Get off the merry-go-round

Short termism: Get off the merry-go-round

Seek long-term benefits 

Long-term investing is under attack. Fund managers and financial advisers constantly receive ‘hot investment tips’ and are pressured to regularly turn-over their portfolios.

In the United States, the average holding period for US shares has fallen from seven years in the mid-1980s to around seven months today. 

Research conducted by SCM Private found that UK pension funds had an average portfolio turnover of 128% per annum, adding 0.7% in undisclosed costs. The cumulative effect of this over 20 years results in a 15% reduction in retirement savings.

Corporates are behind the rise of short termism. A great example of this development is IBM. In 1973, the group’s mission centred on respect for employees, commitment to customer service and achieving excellence. By the early 1990s this changed to “our primary measures of success are customer satisfaction and shareholder value” and in 2010, the company aimed to double earnings per share (EPS) over the next five years. To this day, there’s no mention of long term values, staff or community development.

This is in stark contrast to Johnson & Johnson which has had the same customer-focused mission statement since 1943. Their long term ethos has been maintained throughout history which is reflected in the growth of their business. 

IBM v Johnson & Johnson 

Johnson & Johnson’s customer-centric approach is rare and corporates increasingly focus on shareholder value alone.

Executives are not incentivised to achieve long-term business goals but rather pursue short-term EPS targets. One way management are continually earning their bonus despite falls in revenue or sales is through share buy backs, which have become common practice. 

A share buyback occurs when a company purchases or retires some of its outstanding shares. This can be great for shareholders as they will own a greater portion of the company and therefore its earnings. However, don’t be fooled. Buy backs boost the EPS of a company as earnings are distributed among fewer shares giving the illusion of an increase in value. The company now has less cash from purchasing the shares which offsets the increase in EPS leaving zero net change for investors while the management earn their bonus. 

Last year in the United States, CEOs were paid 303 times that of workers in their respective industries, compared with 59 times in 1989.

To compound this issue, the average tenure of a CEO has fallen sharply from twelve years in the 1970s to just six years today. This further incentivises CEOs to meet their annual bonus targets at the cost of shareholders as they have a minimum allowable period to do so.

But investors aren’t innocent when it comes to short termism.

Corporates argue that they are compelled to achieve quarterly results or shareholders will sell their shares. 

So how can we avoid this perpetuating the cycle? 

At ClearView, we aim to invest in managers with a long-term view.
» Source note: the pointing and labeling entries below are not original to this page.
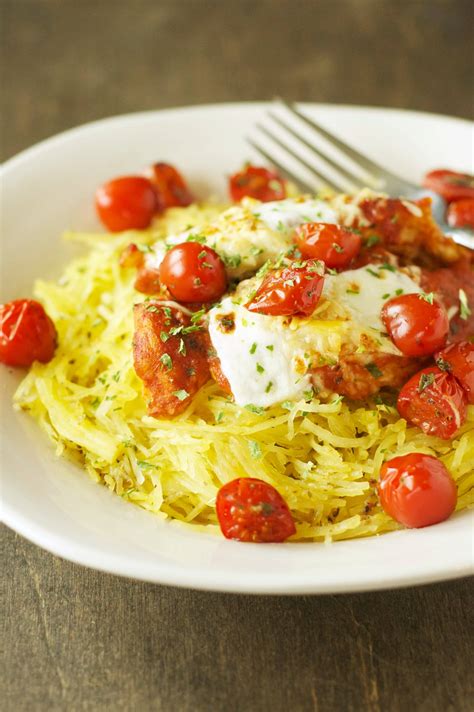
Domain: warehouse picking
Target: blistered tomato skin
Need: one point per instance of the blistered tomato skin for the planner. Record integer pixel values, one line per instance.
(127, 203)
(458, 359)
(451, 185)
(416, 326)
(256, 182)
(434, 401)
(170, 187)
(193, 273)
(251, 510)
(27, 334)
(292, 291)
(417, 490)
(332, 244)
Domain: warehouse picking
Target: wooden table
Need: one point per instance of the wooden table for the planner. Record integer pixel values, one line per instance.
(76, 639)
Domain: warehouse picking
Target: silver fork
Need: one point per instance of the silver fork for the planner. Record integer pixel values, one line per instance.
(362, 173)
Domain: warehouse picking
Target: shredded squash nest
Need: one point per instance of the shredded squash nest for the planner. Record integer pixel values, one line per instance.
(324, 458)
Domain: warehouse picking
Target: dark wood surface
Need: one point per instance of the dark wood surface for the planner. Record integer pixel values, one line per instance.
(76, 639)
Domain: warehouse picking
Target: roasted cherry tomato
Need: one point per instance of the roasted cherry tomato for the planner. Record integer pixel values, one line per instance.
(193, 273)
(418, 325)
(458, 359)
(249, 509)
(330, 243)
(291, 291)
(256, 182)
(461, 213)
(127, 203)
(170, 186)
(450, 184)
(434, 401)
(417, 490)
(27, 333)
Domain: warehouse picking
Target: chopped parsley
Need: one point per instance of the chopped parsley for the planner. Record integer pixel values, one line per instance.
(426, 379)
(374, 370)
(464, 311)
(181, 394)
(427, 297)
(167, 361)
(372, 240)
(255, 409)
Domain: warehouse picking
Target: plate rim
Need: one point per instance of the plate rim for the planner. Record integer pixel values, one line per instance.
(179, 575)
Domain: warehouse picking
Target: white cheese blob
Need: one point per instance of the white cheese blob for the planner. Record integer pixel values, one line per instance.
(285, 215)
(265, 358)
(363, 292)
(257, 356)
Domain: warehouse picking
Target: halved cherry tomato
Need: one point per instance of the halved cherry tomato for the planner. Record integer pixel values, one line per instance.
(417, 327)
(193, 273)
(27, 333)
(249, 509)
(434, 401)
(458, 359)
(256, 182)
(461, 213)
(170, 186)
(127, 203)
(451, 185)
(417, 490)
(292, 291)
(330, 243)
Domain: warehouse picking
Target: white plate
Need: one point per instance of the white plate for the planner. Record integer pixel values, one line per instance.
(50, 188)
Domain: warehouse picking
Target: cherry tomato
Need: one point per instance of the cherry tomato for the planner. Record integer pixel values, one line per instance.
(450, 184)
(170, 186)
(417, 490)
(256, 182)
(330, 243)
(127, 203)
(291, 291)
(249, 509)
(27, 333)
(458, 359)
(193, 273)
(461, 213)
(416, 326)
(434, 401)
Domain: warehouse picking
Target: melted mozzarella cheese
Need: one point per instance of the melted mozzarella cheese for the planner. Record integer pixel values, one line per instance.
(257, 357)
(266, 358)
(284, 215)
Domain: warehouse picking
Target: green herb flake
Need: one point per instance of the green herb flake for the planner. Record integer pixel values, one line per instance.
(255, 449)
(427, 297)
(167, 361)
(372, 240)
(374, 370)
(181, 394)
(426, 379)
(464, 311)
(255, 409)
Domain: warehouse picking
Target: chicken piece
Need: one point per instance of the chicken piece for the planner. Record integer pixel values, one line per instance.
(170, 356)
(407, 230)
(359, 376)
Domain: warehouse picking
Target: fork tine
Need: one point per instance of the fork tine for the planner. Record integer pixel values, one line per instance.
(320, 176)
(360, 159)
(285, 172)
(340, 169)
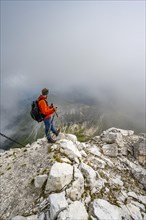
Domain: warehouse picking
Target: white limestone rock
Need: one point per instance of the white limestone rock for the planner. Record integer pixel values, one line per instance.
(71, 137)
(32, 217)
(70, 149)
(60, 175)
(88, 173)
(81, 146)
(93, 149)
(122, 131)
(58, 203)
(40, 180)
(110, 150)
(98, 162)
(116, 182)
(134, 211)
(138, 172)
(18, 217)
(76, 190)
(101, 209)
(142, 199)
(139, 205)
(133, 195)
(83, 153)
(75, 211)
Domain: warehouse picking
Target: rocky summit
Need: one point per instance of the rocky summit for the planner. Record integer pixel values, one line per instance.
(103, 179)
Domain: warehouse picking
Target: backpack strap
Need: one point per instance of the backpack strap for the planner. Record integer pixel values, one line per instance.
(44, 100)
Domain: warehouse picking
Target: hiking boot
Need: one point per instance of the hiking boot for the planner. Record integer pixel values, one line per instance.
(57, 132)
(51, 140)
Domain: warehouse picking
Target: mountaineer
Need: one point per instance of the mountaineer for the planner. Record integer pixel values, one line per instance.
(47, 111)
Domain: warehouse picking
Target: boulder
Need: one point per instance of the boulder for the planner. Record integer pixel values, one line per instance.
(142, 199)
(110, 150)
(18, 217)
(88, 173)
(40, 180)
(93, 149)
(115, 183)
(69, 148)
(98, 162)
(140, 151)
(138, 172)
(57, 204)
(101, 209)
(75, 211)
(32, 217)
(134, 211)
(71, 137)
(76, 190)
(61, 174)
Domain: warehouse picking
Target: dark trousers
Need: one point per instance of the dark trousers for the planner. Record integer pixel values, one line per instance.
(49, 127)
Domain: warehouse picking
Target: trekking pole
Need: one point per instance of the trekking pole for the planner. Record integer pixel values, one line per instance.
(56, 113)
(11, 139)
For example, the Stewart Investors Worldwide Sustainability Fund – which invests in companies characterised by long-term alignment between management and minority shareholders – has recently been incorporated into our implemented model portfolios. 

Stewart Investors seeks to invest in companies with a long-term sense of purpose and a clear set of values.

The ‘sustainable’ element of their process is not ‘green’ or ‘ethical’ underpinned by thematic trends such as clean energy. Instead Stewart Investor’s seek companies that are well-positioned to contribute to and benefit from the sustainable development of the countries they operate within, having high conviction that such companies face fewer risks and are better placed to deliver positive long-term risk-adjusted returns to shareholders. 

For instance, the largest weight within their portfolio is allocated to Unilever who has delivered just under 13% p.a. over the past decade in contrast to just over 5% p.a. from the FTSE100 index. They achieved this through strengthening the agricultural practices of 600,000 farmers in its supply chains making them more resilient and efficient, and decreased the water intensity of its factories by 40% reducing costs and increasing margins. By making these investment choices, Unilever deferred some of today’s profits in order to realise greater gains tomorrow. 

The recent SnapChat IPO with no voting shares is a worrying trend of companies that do not align their interests with investors and have no incentives for management to deliver long term sustainable growth.

Loyalty should be maintained but only for firms that are pursuing long term value. A good active manager such as Stewart Investors can assist in consistently investing in firms pursuing long term value for the right price.

Jessica Schlosser is an investment analyst at ClearView.